My methodology is one of bridging cultural studies and feminist, queer and critical race theory in an examination of one particular contemporary popular culture item so as to deconstruct and analyze the various messages and ideas propagated by it. Primarily, I utilize Jose Muñoz’ theory of disidentification as the foundation for my argument. While Muñoz conceptualized his theory with live performance art in mind, the idea of inhabiting as well as contesting an image thereby producing a different and new image or concept can, in my view, be applied easily to almost any visual medium. In addition, this theory is instructive and useful to my project because “disidentification is not an apolitical middle ground,” in fact, “its political agenda is clearly indebted to antiassimilationist thought,” although “it departs from antiassimilationist rhetoric for reasons that are both strategic and methodological”
(Muñoz 18). The distinctions Muñoz makes clear here are important to my own argument, which suggests that in embodying common tropes Torchwood is able to create new knowledges through a queer deployment of those tropes. Just as its plots deploy the uncanny to frighten or discomfort its viewership (Rawcliffe 102), so too its “queer moments” disturb the waters of the desired sexual dichotomy (Sullivan 191).

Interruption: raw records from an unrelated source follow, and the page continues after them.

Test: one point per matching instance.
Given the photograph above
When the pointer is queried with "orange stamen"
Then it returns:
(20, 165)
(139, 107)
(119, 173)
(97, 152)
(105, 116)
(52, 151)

I choose this path of argument because it seems to me that it is in the uncomfortable borderlands of the cultural productions these disciplines study where knowledge is being produced in the television viewership every week. In undertaking this particular work, I take seriously Nikki Sullivan’s assertion that “queering popular culture…involves critically engaging with cultural artefacts in order to explore the ways in which meaning and identity is (inter)textually (re)produced” (190). I understand both the queer themes of Torchwood and my current explorations of themes, both explicitly queer and not, as operating within this ideological construction of “queering popular culture.” I choose to engage in this project, centered around a popular culture (and for much of its life, subcultural) text, because of a personal and observed belief in the power of stories in shaping the world we live in.
Indeed, the power of fictional stories in the development of people’s beliefs is shared by Robin Wright, documents in her work the ways in which adult education teachers have been able to use fiction to challenge hegemonic cultural perspectives, as well as the way the television we watch aids in perpetuating hegemonic political discourse
(Wright). This belief is also reinforced by scientific research, for example, one such study “concluded that the use of fiction…to introduce a socio-scientific issue in the classroom stimulates students to develop their opinion-forming skills” (Knippelsab, Severiensa and Klopa). Although this is hardly an exhaustive list in corroboration of my previously articulated assertion, these texts combined with the way in which we use stories and folk tales in the education of children and in everyday relations with each other suggest to a satisfactory extent the marked significance of stories. Thus, my stakes in this work is high, as like Wright, I see in the stories we tell the potential for authoring and disseminating “alternative scripts for human interactions the promote liberty, equality, intellectual growth and community” (Wright 50).